Le Grand Continent
- Format: Online
- Founder(s): Gilles Gressani, Mathéo Malik, Pierre Ramond
- President: Gilles Gressani
- Editor-in-chief: Mathéo Malik
- Founded: 2019; 7 years ago
- Language: French, German, Spanish, Italian, Polish
- City: Paris
- Website: legrandcontinent.eu

= Le Grand Continent =

Journal based in Paris, France

Le Grand Continent (/fr/) is a journal founded in Paris in 2019, devoted to geopolitics, European, legal, intellectual, and artistic issues, with the aim to "build a strategic, political and intellectual debate on a relevant scale."

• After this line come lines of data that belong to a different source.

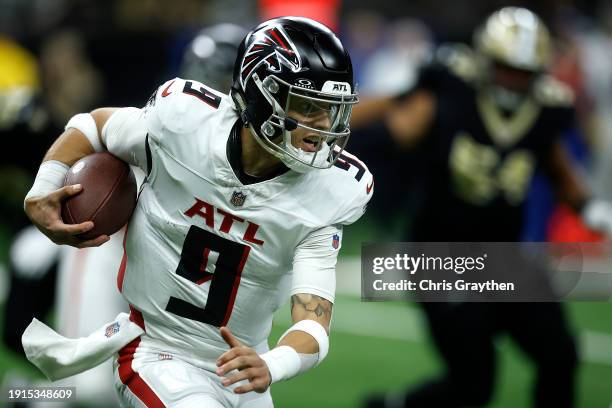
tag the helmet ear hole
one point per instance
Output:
(290, 124)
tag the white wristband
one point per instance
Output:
(50, 177)
(86, 124)
(315, 330)
(285, 362)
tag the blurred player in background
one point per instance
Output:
(486, 118)
(206, 247)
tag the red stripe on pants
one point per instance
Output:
(131, 378)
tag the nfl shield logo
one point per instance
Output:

==Background and activity==

Le Grand Continent has been published since April 2019 by :fr:Groupe d'Etudes Géopolitiques, a think tank founded in 2017 by three students of the École normale supérieure (ENS Ulm): Gilles Gressani, Mathéo Malik and Pierre Ramond.

The journal's articles are written by young researchers and academics, as well as political decision-makers, experts and artists. Contributors have included Pamela Anderson, Laurence Boone, Mireille Delmas-Marty, Carlo Ginzburg, Louise Glück, Henry Kissinger, Pascal Lamy, Antonio Negri, Thomas Piketty, Élisabeth Roudinesco, Olga Tokarczuk, and Mario Vargas Llosa.

Le Grand Continent also organizes a weekly cycle of debates at the école normale supérieure in Paris, as well as a cycle of conferences. A number of these have been published as a book titled Une certaine idée de l'Europe, published by Flammarion in 2019.

Since the beginning of the COVID-19 pandemic in Europe in March 2020, Le Grand Continent has published a "Covid-19 Geopolitical Observatory" with analytical articles on the pandemic's development and implications, as well as regularly updated geographical data visualizations presenting the spread of the pandemic throughout Europe, which have been widely cited in media.